Then there’s the cruelty of deportations: Germany sent 81 Afghans back to Kabul on July 18, 2025, while Trump’s U.S. has scrapped temporary protections, gutted humanitarian visa programs, and banned Afghan travel altogether. These aren’t just policies—they’re death sentences for people fleeing Taliban persecution. When countries like Germany, Pakistan, and the U.S. deport Afghans to a warzone, how are they any less culpable than the Taliban?

  1. Silencing Dissent: The Death of Free Speech


The Taliban hasn’t just caged women—it’s strangled free expression. Media outlets face bans on showing human images or publishing anything deemed “un-Islamic,” a vague rule that’s a license for censorship. Journalists, fearing arrest, resort to self-censorship, while protests are crushed. The report makes it clear: without a free press, the Taliban’s crimes go undocumented, and the world stays blind. But where’s the outrage from nations that champion free speech? Are they too busy cozying up to the Taliban for trade deals or mineral rights to care?

  1. The World’s Failure: From Promises to Paralysis


HRW doesn’t mince words: the global community has utterly failed Afghanistan over the past four years. A coalition of Afghan and international rights groups in September 2024 demanded an independent mechanism to investigate Taliban crimes, but it’s still stuck in diplomatic limbo. The report urges the EU to push for this mechanism in the UN Human Rights Council’s September 2025 resolution. But let’s cut the nonsense—resolutions and meetings haven’t stopped a single lash or saved a single life. When the U.S. cuts aid, Germany deports refugees, and neighbors like Pakistan and Iran expel millions, these diplomatic charades feel like a cruel joke.

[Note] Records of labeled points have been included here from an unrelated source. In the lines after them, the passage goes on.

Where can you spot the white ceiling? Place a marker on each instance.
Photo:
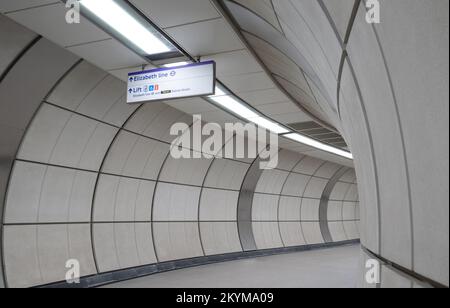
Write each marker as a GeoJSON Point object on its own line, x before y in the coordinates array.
{"type": "Point", "coordinates": [196, 25]}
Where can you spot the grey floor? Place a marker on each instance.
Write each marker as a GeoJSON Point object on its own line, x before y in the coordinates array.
{"type": "Point", "coordinates": [323, 268]}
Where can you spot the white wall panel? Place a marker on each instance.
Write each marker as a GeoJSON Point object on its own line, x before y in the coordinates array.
{"type": "Point", "coordinates": [337, 231]}
{"type": "Point", "coordinates": [309, 165]}
{"type": "Point", "coordinates": [76, 86]}
{"type": "Point", "coordinates": [310, 209]}
{"type": "Point", "coordinates": [295, 184]}
{"type": "Point", "coordinates": [291, 233]}
{"type": "Point", "coordinates": [349, 211]}
{"type": "Point", "coordinates": [144, 243]}
{"type": "Point", "coordinates": [339, 191]}
{"type": "Point", "coordinates": [21, 256]}
{"type": "Point", "coordinates": [135, 156]}
{"type": "Point", "coordinates": [226, 174]}
{"type": "Point", "coordinates": [334, 210]}
{"type": "Point", "coordinates": [267, 235]}
{"type": "Point", "coordinates": [265, 207]}
{"type": "Point", "coordinates": [271, 181]}
{"type": "Point", "coordinates": [105, 247]}
{"type": "Point", "coordinates": [220, 237]}
{"type": "Point", "coordinates": [189, 171]}
{"type": "Point", "coordinates": [218, 205]}
{"type": "Point", "coordinates": [315, 188]}
{"type": "Point", "coordinates": [311, 231]}
{"type": "Point", "coordinates": [176, 203]}
{"type": "Point", "coordinates": [351, 229]}
{"type": "Point", "coordinates": [176, 240]}
{"type": "Point", "coordinates": [289, 208]}
{"type": "Point", "coordinates": [126, 246]}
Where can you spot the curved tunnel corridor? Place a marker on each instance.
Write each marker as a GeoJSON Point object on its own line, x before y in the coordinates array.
{"type": "Point", "coordinates": [86, 176]}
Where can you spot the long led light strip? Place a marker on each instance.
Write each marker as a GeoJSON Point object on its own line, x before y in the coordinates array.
{"type": "Point", "coordinates": [318, 145]}
{"type": "Point", "coordinates": [121, 21]}
{"type": "Point", "coordinates": [232, 104]}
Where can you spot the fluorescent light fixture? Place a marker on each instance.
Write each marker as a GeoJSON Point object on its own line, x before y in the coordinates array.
{"type": "Point", "coordinates": [269, 125]}
{"type": "Point", "coordinates": [218, 92]}
{"type": "Point", "coordinates": [234, 106]}
{"type": "Point", "coordinates": [318, 145]}
{"type": "Point", "coordinates": [124, 23]}
{"type": "Point", "coordinates": [169, 65]}
{"type": "Point", "coordinates": [243, 111]}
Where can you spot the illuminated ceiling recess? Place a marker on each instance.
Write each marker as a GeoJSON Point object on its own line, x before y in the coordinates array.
{"type": "Point", "coordinates": [138, 33]}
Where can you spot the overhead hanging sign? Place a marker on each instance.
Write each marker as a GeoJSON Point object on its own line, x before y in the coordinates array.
{"type": "Point", "coordinates": [191, 80]}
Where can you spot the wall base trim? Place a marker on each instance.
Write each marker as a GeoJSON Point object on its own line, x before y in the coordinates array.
{"type": "Point", "coordinates": [147, 270]}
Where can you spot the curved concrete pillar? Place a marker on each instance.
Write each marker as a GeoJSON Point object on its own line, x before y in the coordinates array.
{"type": "Point", "coordinates": [93, 180]}
{"type": "Point", "coordinates": [371, 81]}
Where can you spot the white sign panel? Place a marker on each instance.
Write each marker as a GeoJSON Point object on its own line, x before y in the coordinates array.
{"type": "Point", "coordinates": [196, 79]}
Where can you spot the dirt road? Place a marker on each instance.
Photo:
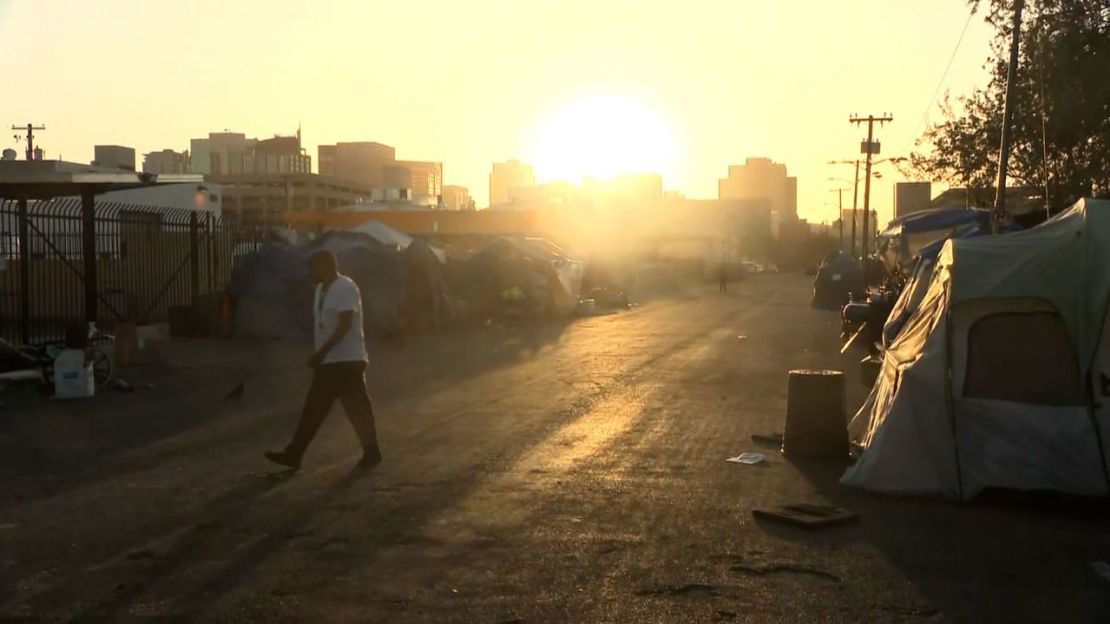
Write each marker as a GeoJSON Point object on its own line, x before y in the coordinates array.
{"type": "Point", "coordinates": [566, 473]}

  1. A Shared Shame: Why We’re All to Blame


This report isn’t just about the Taliban’s crimes—it’s a damning mirror held up to the world’s complicity. The Taliban has built a prison state, chaining women, silencing journalists, and crushing hope. But they didn’t do it alone. The world’s silence, its slashed aid budgets, its deportations, and its political games have bolted the doors shut. As HRW researcher Fereshta Abbasi puts it, “The global consequences of the Taliban’s rule have become painfully clear.” Yet clarity means nothing without action. Why are we still watching this horror show unfold like it’s someone else’s problem?

What Needs to Happen

  • Relentless Legal Pressure: The ICC and global institutions must be backed with real sanctions and diplomatic muscle to hold Taliban leaders accountable, even if enforcement is tough.

  • Revive Humanitarian Aid: Wealthy nations, especially the U.S., need to restore funding and create safe channels to deliver food and healthcare, prioritizing women and children.

  • Stop Deportations: No country should send Afghans back to a death trap. Humanitarian visa programs must be expanded, not gutted.

  • Amplify Voices: Support independent Afghan media and activists to expose Taliban crimes and keep the world’s eyes on Afghanistan.


Final Word:

The HRW report is a scream into the void—a desperate plea for a world that’s turned its back on Afghanistan. The Taliban has chained women, silenced dissent, and plunged the country into despair. But the world, with its apathy, its cut aid, and its deportations, has tightened those chains. Afghanistan isn’t just a tragedy—it’s a stain on our collective conscience. If we don’t act now, we’re not just failing Afghans; we’re failing humanity itself. The question is: will we keep writing reports, or will we finally do something?